Sibel Balaç now weighs just 39 kg, has lost sensation in her feet and has developed mouth legions, the prisoner’s lawyers said. After being taken to hospital for medical tests on 6 September, Balaç has already lost 2 kg due to fatigue in the last week, Turkish news site Artı Gerçek quoted Balaç’s lawyers as saying.
Balaç lost her job as a teacher during the Justice and Development Party (AKP)’s mass purge in the aftermath of the failed 16 July, 2016 coup attempt.
Some 150,000 public officials were dismissed from their jobs in a series of purges after the coup attempt.

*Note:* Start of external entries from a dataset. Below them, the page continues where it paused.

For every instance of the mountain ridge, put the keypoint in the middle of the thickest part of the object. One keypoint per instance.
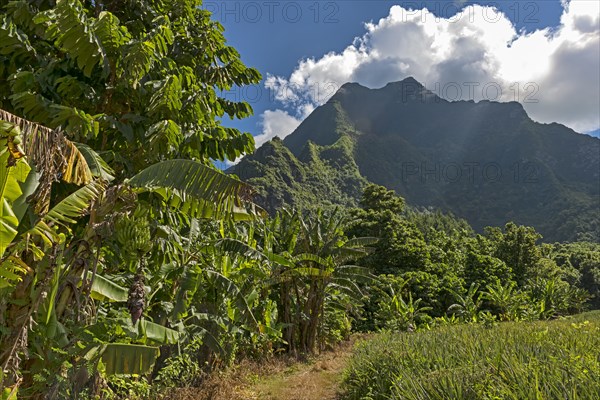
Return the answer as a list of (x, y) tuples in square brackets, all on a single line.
[(487, 162)]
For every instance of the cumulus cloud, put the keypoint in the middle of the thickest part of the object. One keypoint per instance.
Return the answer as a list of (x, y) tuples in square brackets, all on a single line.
[(277, 123), (553, 72)]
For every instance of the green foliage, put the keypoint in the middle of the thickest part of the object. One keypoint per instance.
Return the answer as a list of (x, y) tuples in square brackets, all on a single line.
[(556, 358), (139, 82)]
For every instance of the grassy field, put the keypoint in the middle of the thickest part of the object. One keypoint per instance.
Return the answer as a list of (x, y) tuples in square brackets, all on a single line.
[(557, 359)]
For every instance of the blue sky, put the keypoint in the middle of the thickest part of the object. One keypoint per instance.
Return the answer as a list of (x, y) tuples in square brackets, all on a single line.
[(279, 37)]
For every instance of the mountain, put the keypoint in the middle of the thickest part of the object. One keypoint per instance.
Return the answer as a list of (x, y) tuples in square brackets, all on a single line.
[(487, 162)]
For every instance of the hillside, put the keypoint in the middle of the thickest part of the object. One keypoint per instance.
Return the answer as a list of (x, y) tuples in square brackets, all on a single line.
[(487, 162)]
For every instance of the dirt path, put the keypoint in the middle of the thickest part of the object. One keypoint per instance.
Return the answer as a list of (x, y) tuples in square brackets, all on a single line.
[(318, 379)]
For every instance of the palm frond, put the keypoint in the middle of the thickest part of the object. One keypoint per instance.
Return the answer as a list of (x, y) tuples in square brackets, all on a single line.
[(196, 189)]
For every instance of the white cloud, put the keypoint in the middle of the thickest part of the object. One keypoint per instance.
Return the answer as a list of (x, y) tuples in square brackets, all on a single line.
[(553, 72), (277, 123)]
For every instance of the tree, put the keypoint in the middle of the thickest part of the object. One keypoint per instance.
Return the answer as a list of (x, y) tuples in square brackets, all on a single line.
[(401, 246), (517, 248), (124, 88), (136, 81)]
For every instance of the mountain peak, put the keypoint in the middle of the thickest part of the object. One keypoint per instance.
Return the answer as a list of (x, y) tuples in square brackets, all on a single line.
[(406, 81)]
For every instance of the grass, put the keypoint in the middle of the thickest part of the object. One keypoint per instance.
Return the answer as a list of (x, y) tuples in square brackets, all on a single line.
[(557, 359)]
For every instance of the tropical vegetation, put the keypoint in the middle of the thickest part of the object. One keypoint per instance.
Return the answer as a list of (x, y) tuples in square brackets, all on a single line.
[(130, 265)]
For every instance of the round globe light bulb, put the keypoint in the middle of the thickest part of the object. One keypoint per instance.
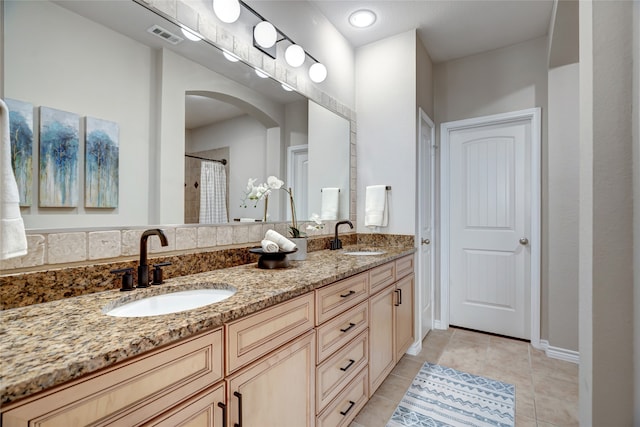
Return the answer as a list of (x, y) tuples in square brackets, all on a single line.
[(227, 10), (362, 18), (317, 72), (265, 34), (294, 55)]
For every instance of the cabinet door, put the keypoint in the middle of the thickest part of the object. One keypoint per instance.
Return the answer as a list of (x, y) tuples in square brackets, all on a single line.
[(381, 331), (277, 390), (131, 392), (203, 410), (403, 316)]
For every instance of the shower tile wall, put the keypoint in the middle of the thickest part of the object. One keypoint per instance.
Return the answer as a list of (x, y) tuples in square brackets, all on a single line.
[(192, 176)]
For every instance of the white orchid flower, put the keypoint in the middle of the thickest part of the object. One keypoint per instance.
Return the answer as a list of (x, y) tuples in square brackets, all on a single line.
[(250, 184), (316, 218)]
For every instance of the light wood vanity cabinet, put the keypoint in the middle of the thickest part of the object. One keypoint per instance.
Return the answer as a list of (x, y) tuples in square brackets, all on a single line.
[(391, 321), (271, 358), (314, 360), (133, 392), (342, 323)]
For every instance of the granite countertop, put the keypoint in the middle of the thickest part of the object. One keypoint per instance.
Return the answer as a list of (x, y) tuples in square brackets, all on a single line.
[(47, 344)]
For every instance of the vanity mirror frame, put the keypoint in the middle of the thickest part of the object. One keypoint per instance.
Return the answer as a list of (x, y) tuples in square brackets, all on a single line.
[(221, 38), (47, 244)]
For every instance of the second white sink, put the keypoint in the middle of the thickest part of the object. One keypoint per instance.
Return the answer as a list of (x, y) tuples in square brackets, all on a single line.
[(173, 302)]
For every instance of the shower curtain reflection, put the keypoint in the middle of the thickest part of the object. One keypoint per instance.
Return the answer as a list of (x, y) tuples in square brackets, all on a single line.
[(213, 193)]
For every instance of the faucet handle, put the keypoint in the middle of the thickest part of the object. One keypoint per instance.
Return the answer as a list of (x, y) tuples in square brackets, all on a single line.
[(127, 278), (335, 244), (157, 273)]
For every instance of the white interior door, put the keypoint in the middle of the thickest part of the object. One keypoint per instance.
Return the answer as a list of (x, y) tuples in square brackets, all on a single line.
[(426, 249), (488, 171), (298, 179)]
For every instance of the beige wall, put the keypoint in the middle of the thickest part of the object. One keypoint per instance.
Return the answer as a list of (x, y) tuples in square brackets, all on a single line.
[(508, 79), (562, 204), (48, 65), (387, 117), (424, 79), (606, 215), (636, 206)]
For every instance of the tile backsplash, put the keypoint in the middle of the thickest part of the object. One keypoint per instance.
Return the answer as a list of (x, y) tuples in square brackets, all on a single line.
[(77, 247)]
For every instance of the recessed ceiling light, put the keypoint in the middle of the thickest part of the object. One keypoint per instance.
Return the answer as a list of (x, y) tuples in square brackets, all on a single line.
[(362, 18)]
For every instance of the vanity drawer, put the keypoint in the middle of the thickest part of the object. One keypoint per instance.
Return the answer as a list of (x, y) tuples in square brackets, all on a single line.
[(344, 408), (382, 276), (334, 373), (131, 392), (339, 331), (404, 266), (340, 296), (260, 333)]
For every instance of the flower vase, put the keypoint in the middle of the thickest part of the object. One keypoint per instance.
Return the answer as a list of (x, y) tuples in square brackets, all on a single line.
[(301, 253)]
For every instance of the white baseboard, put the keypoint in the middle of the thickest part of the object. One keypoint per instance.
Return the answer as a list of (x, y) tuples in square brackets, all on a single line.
[(415, 348), (560, 353)]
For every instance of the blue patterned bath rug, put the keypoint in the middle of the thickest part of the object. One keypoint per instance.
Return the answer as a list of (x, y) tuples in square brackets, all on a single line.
[(441, 396)]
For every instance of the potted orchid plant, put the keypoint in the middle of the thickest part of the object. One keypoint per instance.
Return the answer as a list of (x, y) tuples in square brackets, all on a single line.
[(262, 191)]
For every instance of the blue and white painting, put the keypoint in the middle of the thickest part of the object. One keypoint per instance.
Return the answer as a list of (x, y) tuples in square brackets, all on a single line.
[(59, 147), (101, 163), (21, 136)]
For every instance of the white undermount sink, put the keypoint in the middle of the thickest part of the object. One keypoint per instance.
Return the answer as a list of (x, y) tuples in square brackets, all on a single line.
[(365, 253), (173, 302)]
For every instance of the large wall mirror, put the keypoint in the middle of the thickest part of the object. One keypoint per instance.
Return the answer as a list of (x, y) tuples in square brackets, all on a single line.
[(174, 105)]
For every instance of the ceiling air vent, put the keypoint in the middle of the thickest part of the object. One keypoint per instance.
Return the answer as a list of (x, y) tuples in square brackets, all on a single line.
[(166, 35)]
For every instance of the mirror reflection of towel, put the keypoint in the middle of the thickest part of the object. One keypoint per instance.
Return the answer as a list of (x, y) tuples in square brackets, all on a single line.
[(330, 203), (376, 210), (13, 238)]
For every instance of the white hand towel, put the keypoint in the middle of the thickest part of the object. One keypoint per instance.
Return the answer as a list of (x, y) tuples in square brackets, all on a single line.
[(376, 210), (330, 202), (13, 239), (285, 244), (269, 246)]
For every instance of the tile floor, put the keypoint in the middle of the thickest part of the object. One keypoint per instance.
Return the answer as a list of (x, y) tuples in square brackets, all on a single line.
[(546, 389)]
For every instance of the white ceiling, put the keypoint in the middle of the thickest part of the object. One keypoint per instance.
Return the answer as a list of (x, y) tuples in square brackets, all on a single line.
[(449, 29)]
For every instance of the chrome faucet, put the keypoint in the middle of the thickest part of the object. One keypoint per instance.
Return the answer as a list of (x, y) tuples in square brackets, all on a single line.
[(336, 243), (143, 268)]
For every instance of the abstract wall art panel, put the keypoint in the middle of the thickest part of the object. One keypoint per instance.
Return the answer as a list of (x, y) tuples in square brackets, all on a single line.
[(59, 147), (21, 136), (101, 163)]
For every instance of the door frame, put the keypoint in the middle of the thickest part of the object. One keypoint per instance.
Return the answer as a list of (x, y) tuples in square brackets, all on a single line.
[(533, 116), (423, 117)]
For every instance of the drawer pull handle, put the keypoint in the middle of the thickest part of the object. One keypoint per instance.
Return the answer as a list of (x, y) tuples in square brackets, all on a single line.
[(224, 412), (348, 294), (351, 403), (239, 396), (351, 325), (351, 362)]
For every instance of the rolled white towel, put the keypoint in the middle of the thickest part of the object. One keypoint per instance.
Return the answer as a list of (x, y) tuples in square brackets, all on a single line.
[(269, 246), (284, 243)]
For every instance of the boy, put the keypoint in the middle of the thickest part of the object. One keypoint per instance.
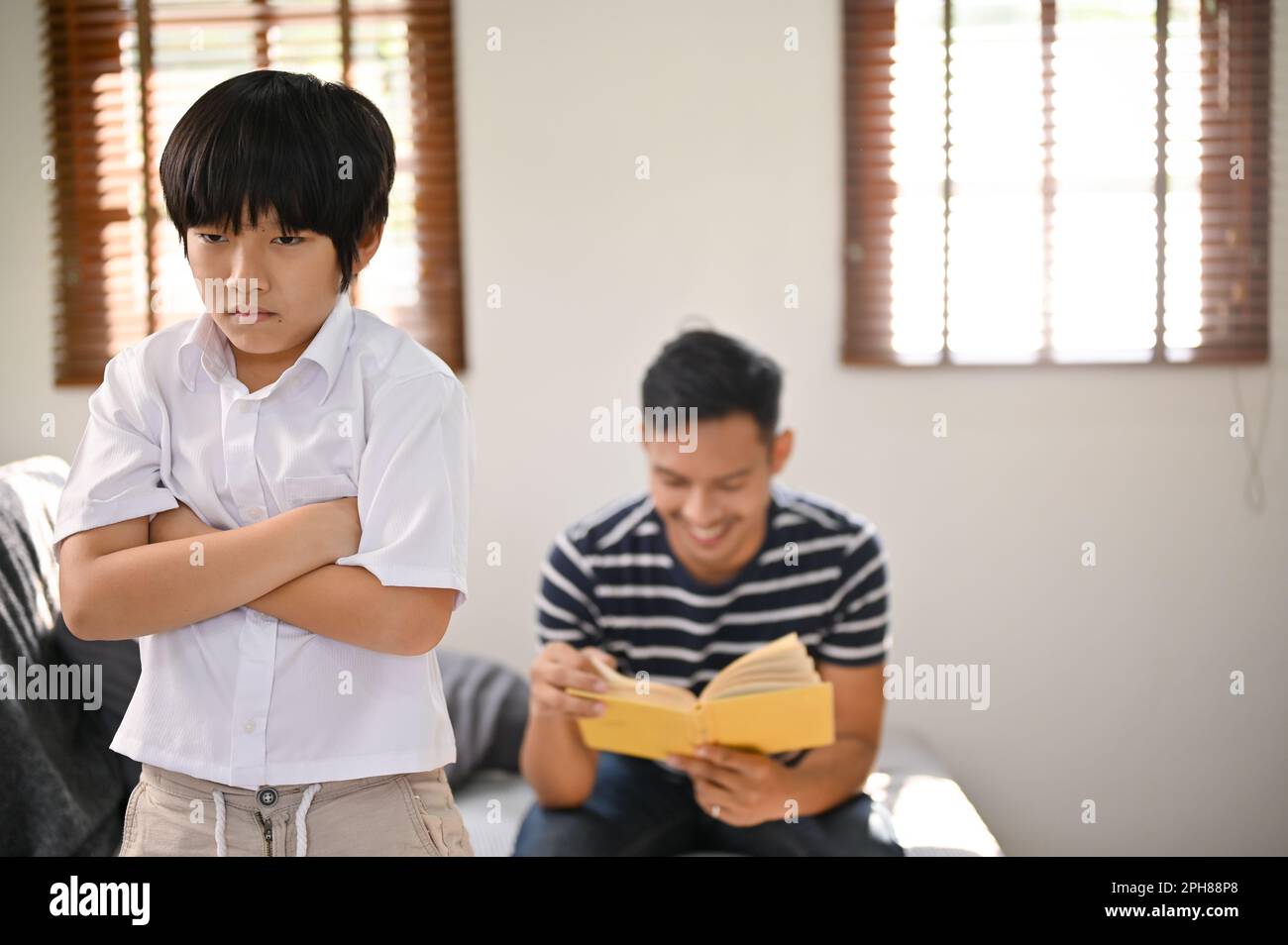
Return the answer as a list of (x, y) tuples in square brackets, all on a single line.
[(712, 562), (273, 498)]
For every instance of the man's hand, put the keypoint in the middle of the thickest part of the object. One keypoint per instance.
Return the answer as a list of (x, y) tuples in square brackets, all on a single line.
[(737, 788), (176, 523), (561, 666)]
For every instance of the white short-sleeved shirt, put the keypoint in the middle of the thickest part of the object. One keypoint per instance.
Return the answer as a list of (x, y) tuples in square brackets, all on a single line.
[(244, 698)]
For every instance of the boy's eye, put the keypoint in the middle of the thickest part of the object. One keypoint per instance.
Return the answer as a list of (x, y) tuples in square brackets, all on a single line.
[(215, 237)]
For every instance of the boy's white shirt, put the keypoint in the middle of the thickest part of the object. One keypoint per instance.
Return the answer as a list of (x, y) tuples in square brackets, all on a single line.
[(243, 698)]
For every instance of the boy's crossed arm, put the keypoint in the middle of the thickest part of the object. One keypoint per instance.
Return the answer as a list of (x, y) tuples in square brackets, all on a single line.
[(116, 584), (344, 602)]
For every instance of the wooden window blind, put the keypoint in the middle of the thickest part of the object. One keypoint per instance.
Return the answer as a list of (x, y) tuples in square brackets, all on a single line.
[(120, 76), (1056, 181)]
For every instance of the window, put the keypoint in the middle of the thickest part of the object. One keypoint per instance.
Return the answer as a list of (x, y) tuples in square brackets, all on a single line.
[(123, 72), (1060, 181)]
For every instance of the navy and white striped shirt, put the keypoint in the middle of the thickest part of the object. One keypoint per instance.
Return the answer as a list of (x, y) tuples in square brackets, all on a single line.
[(610, 580)]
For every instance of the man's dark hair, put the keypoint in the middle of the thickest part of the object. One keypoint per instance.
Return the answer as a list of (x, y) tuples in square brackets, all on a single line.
[(270, 140), (716, 374)]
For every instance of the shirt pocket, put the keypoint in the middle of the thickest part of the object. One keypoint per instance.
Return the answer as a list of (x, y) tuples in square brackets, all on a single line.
[(308, 489)]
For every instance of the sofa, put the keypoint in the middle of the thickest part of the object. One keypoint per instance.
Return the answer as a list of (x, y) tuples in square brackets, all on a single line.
[(63, 790)]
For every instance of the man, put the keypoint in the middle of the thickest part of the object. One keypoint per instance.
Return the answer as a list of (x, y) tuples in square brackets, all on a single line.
[(712, 562)]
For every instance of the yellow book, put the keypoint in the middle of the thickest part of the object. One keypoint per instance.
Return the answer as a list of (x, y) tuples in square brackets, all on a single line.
[(768, 700)]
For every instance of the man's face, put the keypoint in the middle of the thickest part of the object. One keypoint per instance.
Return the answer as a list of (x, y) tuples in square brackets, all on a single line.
[(713, 498), (295, 280)]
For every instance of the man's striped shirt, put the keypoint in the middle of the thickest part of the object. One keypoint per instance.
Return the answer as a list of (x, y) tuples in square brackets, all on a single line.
[(612, 580)]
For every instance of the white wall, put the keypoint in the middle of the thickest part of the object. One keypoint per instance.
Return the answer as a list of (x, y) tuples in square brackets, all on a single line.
[(1108, 682)]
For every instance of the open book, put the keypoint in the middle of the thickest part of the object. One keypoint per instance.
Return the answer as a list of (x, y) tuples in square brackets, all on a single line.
[(771, 699)]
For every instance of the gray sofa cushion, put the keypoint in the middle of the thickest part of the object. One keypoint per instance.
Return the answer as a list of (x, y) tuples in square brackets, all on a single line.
[(931, 814)]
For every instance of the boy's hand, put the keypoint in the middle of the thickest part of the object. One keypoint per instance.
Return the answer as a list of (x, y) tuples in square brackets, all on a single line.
[(336, 525), (559, 666), (176, 523)]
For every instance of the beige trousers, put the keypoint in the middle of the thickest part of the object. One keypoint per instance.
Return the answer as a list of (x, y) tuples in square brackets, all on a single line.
[(172, 814)]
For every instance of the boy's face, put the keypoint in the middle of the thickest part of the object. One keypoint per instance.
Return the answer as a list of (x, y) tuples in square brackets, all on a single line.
[(713, 498), (295, 280)]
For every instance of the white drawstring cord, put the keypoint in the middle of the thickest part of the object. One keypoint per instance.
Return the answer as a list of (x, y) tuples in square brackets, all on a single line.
[(301, 832), (220, 824)]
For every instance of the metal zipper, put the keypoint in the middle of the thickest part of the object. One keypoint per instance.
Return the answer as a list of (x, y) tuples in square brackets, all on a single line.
[(268, 833)]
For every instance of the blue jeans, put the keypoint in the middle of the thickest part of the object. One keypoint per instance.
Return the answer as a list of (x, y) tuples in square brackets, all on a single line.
[(640, 808)]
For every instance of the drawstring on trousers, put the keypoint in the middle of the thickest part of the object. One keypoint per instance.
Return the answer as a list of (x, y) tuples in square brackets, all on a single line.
[(301, 833)]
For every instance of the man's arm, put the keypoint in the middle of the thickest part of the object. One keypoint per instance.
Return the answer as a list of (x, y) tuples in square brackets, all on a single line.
[(116, 586), (828, 776), (750, 788), (339, 601)]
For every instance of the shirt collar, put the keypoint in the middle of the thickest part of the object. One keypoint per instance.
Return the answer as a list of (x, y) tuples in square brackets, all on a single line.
[(209, 348)]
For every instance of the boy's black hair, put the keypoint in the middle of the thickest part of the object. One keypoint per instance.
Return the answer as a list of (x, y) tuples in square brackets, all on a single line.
[(716, 374), (270, 140)]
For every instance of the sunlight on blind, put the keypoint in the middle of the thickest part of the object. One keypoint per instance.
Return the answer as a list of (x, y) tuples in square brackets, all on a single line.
[(1102, 288)]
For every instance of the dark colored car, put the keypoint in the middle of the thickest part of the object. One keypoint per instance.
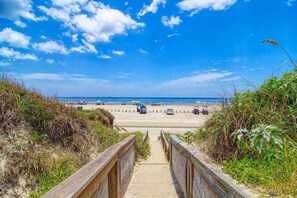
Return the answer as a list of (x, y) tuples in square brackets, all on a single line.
[(205, 111), (99, 102), (156, 104), (82, 102), (169, 111), (140, 106), (143, 110), (196, 111)]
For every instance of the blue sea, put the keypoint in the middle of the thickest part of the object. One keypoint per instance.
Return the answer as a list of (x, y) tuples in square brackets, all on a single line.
[(145, 100)]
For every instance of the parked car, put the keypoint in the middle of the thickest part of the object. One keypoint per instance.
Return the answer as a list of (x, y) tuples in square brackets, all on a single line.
[(169, 111), (196, 110), (99, 103), (138, 106), (143, 110), (205, 111), (81, 102)]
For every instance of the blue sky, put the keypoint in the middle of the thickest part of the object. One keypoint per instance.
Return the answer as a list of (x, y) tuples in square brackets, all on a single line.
[(184, 48)]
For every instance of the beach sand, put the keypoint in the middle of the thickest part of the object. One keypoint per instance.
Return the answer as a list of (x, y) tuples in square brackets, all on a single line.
[(156, 119)]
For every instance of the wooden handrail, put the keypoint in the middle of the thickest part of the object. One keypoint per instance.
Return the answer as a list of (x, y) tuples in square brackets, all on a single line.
[(145, 137), (101, 175), (198, 177), (165, 144)]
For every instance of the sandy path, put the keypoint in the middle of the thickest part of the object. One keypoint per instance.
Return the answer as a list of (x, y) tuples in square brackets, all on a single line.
[(152, 177)]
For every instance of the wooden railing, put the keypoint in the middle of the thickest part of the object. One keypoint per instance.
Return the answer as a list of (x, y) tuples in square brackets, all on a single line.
[(108, 175), (195, 174), (145, 137)]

The AKP said the dismissed officials were members of the Gülen religious movement, which was blamed for carrying out the botched coup, or other outlawed groups.
But critics say the AKP used the coup attempt as a pretext to quash dissent and re-engineer public institutions staffed with its own supporters.
Balaç was among the dismissed public servants who staged protests on Ankara’s Yüksel Street to demand their jobs back. In 2018, she was handed an eight-year prison sentence on terrorism charges.
The former teacher began the hunger strike on 29 December, 2021 to demand a fair trial, alongside another prisoner, Gökhan Yıldırım.
Balaç’s lawyers called for her immediate release due to poor health when she was taken to hospital for tests last week. The test results are expected on Wednesday.
“We expect our client to be released as soon as these procedures are complete,” Balaç’s lawyers said. “Sibel cannot remain in such unhygienic conditions as this process goes on. Thus, we expect her immediate release.”